A Startling Turn of Events
In a startling turn of events, when the price of something goes up, consumers buy less of it. This holds true of labor, where the
St. Louis Post-Dispatch has performed some hard-hitting post-election journalism to discover that
businesses will hire fewer employees at minimum wage now that the state's citizens have ordered businesses to do so:
26 percent increase in Missouri's minimum wage to $6.50 an hour will hit urban and rural workers hardest because some may lose their jobs or not be hired as businesses adjust to hold down costs, some business owners and analysts say.
So Missourians have elected to lessen customer service to themselves and to promote the use of illegal immigrants whereever possible (it's not that they do jobs Americans don't want, but they do take pay that Americans cannot).
Meanwhile, in Illinois, the re-elected Governor Rod Blagojevich cannot wait
to impose an additional hiring freeze in his state:
Two days after his re-election, Gov. Rod Blagojevich wasted no time spending some political capital on what had been one of his biggest campaign promises: raising the minimum wage, again.
Such a campaign pledge had helped Blagojevich win his first term in 2002 and it became a pledge he made good on when he signed a $1.35-an-hour hike above the federal level in the summer of 2003.
On Thursday, he called his proposed $1 hike, which would raise the minimum wage to $7.50 an hour, his "first order of business" as the legislature returns for its fall session next week.

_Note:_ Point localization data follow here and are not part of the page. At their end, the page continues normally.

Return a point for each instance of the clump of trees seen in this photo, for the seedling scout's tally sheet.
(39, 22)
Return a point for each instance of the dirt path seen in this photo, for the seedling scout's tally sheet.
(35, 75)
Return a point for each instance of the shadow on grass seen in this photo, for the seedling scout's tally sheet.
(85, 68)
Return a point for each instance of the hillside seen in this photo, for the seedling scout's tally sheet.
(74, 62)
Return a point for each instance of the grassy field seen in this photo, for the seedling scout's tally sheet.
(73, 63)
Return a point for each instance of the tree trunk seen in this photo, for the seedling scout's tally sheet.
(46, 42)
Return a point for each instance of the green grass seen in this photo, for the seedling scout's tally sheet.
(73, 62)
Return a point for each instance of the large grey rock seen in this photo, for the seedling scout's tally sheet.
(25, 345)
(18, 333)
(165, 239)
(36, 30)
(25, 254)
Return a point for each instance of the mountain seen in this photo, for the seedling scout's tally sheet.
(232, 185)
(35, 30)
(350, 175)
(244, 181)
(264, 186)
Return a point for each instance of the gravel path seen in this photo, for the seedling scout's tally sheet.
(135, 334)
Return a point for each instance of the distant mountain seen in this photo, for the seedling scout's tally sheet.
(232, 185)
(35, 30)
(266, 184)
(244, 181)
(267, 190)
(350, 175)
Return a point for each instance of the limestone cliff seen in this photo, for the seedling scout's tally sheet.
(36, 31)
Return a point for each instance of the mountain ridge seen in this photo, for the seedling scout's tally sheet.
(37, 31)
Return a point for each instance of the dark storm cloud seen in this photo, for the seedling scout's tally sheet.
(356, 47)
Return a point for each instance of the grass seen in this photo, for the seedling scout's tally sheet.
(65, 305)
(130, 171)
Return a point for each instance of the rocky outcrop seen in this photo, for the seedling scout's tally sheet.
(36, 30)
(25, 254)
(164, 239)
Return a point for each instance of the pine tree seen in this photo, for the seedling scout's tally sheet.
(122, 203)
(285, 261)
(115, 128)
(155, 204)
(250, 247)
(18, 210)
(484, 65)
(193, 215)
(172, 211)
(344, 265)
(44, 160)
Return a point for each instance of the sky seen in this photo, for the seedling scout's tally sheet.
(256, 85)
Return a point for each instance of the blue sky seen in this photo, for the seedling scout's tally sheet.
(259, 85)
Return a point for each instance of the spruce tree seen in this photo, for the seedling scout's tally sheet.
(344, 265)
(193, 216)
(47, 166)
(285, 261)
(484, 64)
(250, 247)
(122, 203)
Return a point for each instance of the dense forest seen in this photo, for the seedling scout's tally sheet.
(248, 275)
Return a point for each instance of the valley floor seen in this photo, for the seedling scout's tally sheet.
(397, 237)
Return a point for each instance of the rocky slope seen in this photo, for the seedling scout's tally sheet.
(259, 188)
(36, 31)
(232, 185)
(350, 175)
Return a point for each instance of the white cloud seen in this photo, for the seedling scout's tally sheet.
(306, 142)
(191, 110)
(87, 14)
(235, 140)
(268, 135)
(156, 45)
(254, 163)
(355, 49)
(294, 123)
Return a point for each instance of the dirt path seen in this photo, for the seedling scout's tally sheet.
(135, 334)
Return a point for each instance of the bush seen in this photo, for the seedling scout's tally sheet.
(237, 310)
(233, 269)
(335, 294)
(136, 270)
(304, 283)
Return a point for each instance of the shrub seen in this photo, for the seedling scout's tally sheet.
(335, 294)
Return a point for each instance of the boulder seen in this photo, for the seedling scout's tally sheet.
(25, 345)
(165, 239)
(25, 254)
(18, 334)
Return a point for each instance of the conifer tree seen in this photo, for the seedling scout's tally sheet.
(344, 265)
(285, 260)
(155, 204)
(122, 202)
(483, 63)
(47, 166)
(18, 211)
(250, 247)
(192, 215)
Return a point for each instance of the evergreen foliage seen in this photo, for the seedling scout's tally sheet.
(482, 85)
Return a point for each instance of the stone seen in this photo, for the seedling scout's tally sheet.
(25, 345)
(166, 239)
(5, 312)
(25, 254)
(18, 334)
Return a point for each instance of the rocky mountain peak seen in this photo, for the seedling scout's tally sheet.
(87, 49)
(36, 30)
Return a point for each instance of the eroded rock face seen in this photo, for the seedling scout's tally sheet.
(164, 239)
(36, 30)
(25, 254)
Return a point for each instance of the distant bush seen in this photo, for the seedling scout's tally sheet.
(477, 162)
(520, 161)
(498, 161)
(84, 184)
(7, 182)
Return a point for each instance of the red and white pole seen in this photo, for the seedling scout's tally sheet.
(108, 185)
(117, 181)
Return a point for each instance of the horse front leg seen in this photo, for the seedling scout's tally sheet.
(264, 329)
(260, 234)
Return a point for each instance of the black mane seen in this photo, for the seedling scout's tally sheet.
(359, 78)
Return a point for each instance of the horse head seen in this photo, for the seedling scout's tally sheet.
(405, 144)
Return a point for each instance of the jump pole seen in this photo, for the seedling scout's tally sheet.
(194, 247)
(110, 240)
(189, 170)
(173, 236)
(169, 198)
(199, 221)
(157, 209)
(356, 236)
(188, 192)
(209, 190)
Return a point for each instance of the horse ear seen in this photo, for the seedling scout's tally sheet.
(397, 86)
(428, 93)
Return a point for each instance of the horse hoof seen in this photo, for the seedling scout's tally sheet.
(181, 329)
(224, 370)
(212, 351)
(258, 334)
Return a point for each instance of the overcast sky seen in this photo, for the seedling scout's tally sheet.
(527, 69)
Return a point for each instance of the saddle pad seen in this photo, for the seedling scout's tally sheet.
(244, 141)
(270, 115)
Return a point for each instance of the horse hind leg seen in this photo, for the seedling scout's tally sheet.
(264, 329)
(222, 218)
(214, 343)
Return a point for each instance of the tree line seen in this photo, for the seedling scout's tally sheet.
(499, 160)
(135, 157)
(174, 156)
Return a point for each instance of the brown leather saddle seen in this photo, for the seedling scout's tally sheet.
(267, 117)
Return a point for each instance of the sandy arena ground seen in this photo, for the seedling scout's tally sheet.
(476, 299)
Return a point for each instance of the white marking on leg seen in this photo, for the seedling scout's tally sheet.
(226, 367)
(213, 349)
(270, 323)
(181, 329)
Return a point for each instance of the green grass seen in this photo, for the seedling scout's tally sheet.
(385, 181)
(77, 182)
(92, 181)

Meanwhile, in the bowels of the Power-to-the-People headquarters in Missouri, the master tacticians have begun their planning for agitation for the next attempt to raise the minimum wage in Missouri or select parts thereof to a "living wage" because the electoral victory on Tuesday was only the latest victory in a struggle to make the job market equal. In which half the people make a living wage of some sort or another, and the other half are unemployed.